Киплингу его здоровье не могло позволить воевать. Но он помогал молодым англичанам участвовать в войне. Формировал роту добровольцев, открыл на свои деньги тир, где они учились стрелять. Собирал деньги для Фонда солдатских семей. А сам стал редактором выходящей в Южной Африке военной газеты «Друг».

Молодой Черчилль тоже решил быть военным корреспондентом. Поведение на этой войне определило его дальнейшую судьбу.

На Англо-бурскую войну он отправился, как только она началась. По пути в Кейптаун встретил Джона Аткинса, военного корреспондента газеты «Гардиен». Двадцатипятилетнего Черчилля Аткинс описал так: «До тех пор мне никогда еще не доводилось встречать такого человека. Сразу видно, что он честолюбив, к тому же эгоцентричен, однако наделен способностью сообщать свой пыл окружающим и вызывать у них симпатию».

По прибытии в Кейптаун Черчилль отправился в Натал – юго-восточную часть Африки. Через несколько дней, 15 ноября 1899 года, бронепоезд, на котором ехал Черчилль, попал в засаду, устроенную бурами. Черчилль очень активно старался спасти бронепоезд, но безуспешно. Оказался в плену у буров. Хотя говорил им, что он корреспондент, они сочли его участником военных действий и отправили в Преторию, в здание школы, переоборудованное в тюрьму для пленных английских офицеров.

Мечтой Черчилля стал побег из плена. Наконец 15 декабря ему это удалось.

Но каково ему было? Все вокруг – буры, ни с кем не поговоришь: он не знал их языка. И для них он был врагом, представителем воюющей с ними Англии.

По всей округе были развешаны официальные объявления, что за Черчилля, живого или мертвого, власти Трансвааля дадут награду.

Что делать? Переночевал, скрывшись в какой-то шахте. Вскоре ему повезло: встретил живущего под Преторией англичанина. Тот помог Черчиллю скрыться в шахте неподалеку от железной дороги. Потом Черчилль смог влезть в поезд, который шел в Мозамбик, и спрятался между мешками с какими-то товарами.

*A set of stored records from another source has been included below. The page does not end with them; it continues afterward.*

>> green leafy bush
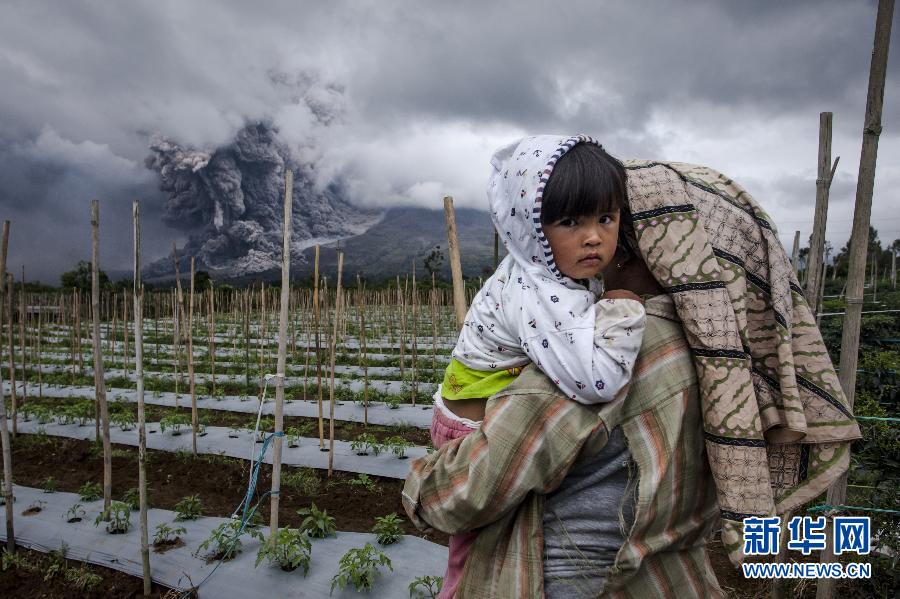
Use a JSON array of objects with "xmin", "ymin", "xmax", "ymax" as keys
[
  {"xmin": 159, "ymin": 412, "xmax": 191, "ymax": 435},
  {"xmin": 197, "ymin": 518, "xmax": 263, "ymax": 560},
  {"xmin": 153, "ymin": 522, "xmax": 186, "ymax": 546}
]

В Мозамбике встретили его как героя. Немедленно сообщили в Лондон: и эту весть приняли с восторгом. На фоне тогдашних поражений английских войск поступок Черчилля предстал особенно важным.

Если бы Черчилль тогда же поехал в Англию, его ждали бы фанфары. Но он вернулся на фронт Англо-бурской войны – и это дало ему еще бо́льшую славу.

Уже с 1905 года молодой Черчилль неизменно входил в правительство Великобритании.

Южноафриканское событие в судьбе Черчилля – не секрет. И он сам написал об этом немало. Но когда мне рассказывали в Кейптауне и Претории, слушать было интересно. Как же различен даже сейчас подход англичан и буров! У англичан – с восхищением. У буров-африканеров – сдержанность или сомнение.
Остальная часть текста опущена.